That's mad. I've never called my bank (AIB) before going away- was away the other week and only flghts and 1 small transaction on the card. No calls and even when I had a 4k transaction for furniture in 06 no calls.

The reason I don't call before going abroad is that it isn't any of their business and what you do on your own time is yours. You shouldn't need their permission (by telling them in advance of trip, it is effectively is seeking permission) to a) go away for a break and b) use your credit card within the T&C's. I'm a AIB customer for 19 yrs and their credit card holder for 11 yrs.

Only ever call I got from bank was when I did a few bank transfers from another branch when I was paying for some purchases that I bought through EBay and the sellers (Germans - who don't use paypal as much) gave me their IBAN no's and had to do the transfers from my current a/c. I accepted the calls then as that would be unusual to my normal banking activity.

But a hol and some low purchases while away, and bank agent not accepting all the correct criteria no way. I'd seek a proper explaination.


----------



## bond-007 (7 Nov 2009)

Aurnia said:


> The reason I don't call before going abroad is that it isn't any of their business and what you do on your own time is yours. You shouldn't need their permission to a) go away for a break and b) use your credit card.


I was even told by a credit card company that calling them to advise international travel made absolutely no difference.


----------



## Blackberry (7 Nov 2009)

I think in fairness to the OP, the whole process should have taken less then 5 minutes.

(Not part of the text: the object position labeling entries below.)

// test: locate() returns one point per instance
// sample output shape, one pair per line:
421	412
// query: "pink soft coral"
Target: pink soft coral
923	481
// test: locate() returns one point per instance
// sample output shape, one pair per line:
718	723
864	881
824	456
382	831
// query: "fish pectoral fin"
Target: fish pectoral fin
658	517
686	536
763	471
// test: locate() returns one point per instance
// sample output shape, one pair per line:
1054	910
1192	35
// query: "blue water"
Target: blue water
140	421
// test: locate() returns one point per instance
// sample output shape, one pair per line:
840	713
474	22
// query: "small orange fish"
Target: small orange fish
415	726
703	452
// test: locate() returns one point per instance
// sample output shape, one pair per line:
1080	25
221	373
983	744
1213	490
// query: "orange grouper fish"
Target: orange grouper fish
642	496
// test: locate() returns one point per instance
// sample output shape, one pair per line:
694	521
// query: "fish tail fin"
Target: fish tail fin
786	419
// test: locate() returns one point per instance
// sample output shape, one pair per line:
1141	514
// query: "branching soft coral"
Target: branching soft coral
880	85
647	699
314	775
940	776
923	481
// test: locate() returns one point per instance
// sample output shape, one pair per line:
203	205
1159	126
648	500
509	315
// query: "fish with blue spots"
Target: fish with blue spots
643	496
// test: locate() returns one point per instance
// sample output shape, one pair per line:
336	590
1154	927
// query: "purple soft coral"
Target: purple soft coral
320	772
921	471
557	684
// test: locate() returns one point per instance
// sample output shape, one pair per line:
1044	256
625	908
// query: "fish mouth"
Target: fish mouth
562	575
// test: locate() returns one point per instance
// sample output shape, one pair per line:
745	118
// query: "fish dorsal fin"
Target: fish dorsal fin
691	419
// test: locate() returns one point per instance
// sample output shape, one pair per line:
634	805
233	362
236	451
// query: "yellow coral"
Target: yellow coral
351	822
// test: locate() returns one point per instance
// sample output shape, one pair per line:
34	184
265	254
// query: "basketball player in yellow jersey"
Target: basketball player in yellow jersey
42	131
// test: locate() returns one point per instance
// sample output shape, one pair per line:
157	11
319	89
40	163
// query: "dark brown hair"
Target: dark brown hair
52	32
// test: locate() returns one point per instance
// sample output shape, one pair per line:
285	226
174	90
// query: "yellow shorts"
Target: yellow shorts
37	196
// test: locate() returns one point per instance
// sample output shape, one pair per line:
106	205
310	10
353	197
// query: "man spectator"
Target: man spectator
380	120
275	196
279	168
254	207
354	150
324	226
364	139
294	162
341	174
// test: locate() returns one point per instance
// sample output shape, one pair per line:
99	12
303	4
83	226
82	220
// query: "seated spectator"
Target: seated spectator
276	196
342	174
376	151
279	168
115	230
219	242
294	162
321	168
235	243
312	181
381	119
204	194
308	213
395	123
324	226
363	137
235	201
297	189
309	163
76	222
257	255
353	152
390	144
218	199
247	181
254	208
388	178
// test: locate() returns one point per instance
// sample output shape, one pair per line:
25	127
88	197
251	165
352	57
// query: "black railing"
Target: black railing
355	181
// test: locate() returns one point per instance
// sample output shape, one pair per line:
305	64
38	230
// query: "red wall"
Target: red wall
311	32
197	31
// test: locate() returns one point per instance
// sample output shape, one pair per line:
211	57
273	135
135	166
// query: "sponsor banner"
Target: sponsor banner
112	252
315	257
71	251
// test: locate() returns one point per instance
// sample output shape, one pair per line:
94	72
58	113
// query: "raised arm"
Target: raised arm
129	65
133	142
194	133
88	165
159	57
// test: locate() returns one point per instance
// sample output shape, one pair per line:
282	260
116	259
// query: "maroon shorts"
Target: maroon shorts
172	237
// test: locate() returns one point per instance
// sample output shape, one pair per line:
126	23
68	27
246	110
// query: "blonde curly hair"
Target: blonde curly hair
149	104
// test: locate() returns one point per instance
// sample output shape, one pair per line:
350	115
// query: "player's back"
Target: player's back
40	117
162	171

The fraud detection system ran it's check as part of the approval process.  Once BOI called and it was clearly evident that the OP was indeed the correct cardholder, the flag should have been lifted straight away.  Also shame on the bank for not ringing you back.


----------



## scrivere (7 Nov 2009)

You make me laugh.... would you be posting here to thank the bank if someone had taken your card. Why is it the cc job to get your mobile number ? 
Of course the manager "took" the flag off..... really..... because you knew it was there before this happened.


----------



## Brianne (8 Nov 2009)

Yes, I've reread my post and didn't mean to be curt so apologies for that, I suppose my relative's experience was still in my head and he was so grateful that I didn't quite see your problem. Perhaps it would be a good idea to write to them and explain what happened and the distress it caused you. It should at the least help them improve their customer care experience for someone else. So once again, apologies.


----------



## Deas (9 Nov 2009)

If this is what happens when the bank looks after you, I'd hate to think what you would write if you were caught by a fraud on your card.


----------



## Mpsox (9 Nov 2009)

Firstly, the nature of this transaction is a classic one used by fraudsters who have cloned a card, relatively small value transaction at an electronic retailer overseas. The credit card company were within their rights to query it and were actually only trying to protect the card holder and themselves from fraud so I do not understand why he is giving out about that

The "flag" on transactions does however sound strange and was probably an error on behalf of the person in BOI. I had a similer situation in the US a number of years back, once I spoke to the person on the phone (UB credit cards) andanswered some security questions then the warning flag was lifted and I had no other issues. Ever since then, I've not had a problem. Since then I always ring the credit card company before travel, they do put a note on the system to say you are overseas and where you are.


----------



## bond-007 (9 Nov 2009)

> they do put a note on the system to say you are overseas and where you are.





bond-007 said:


> I was even told by a credit card company that calling them to advise international travel made absolutely no difference.


Quoted for truth.

It makes no difference and again I am a grown adult and why should I seek permission to leave the state?


----------



## Blackberry (9 Nov 2009)

Point of fact.......  Depending on you Card Issuer it can make a difference if you ring them before you leave to travel abroad.    What happens is that a flag is placed on the account to prevent a certain type of fraud check taking place as part of the authorisation process.  This is always a temporary measure, to prevent a genuine cardholder being refused an authorisation code at a terminal.  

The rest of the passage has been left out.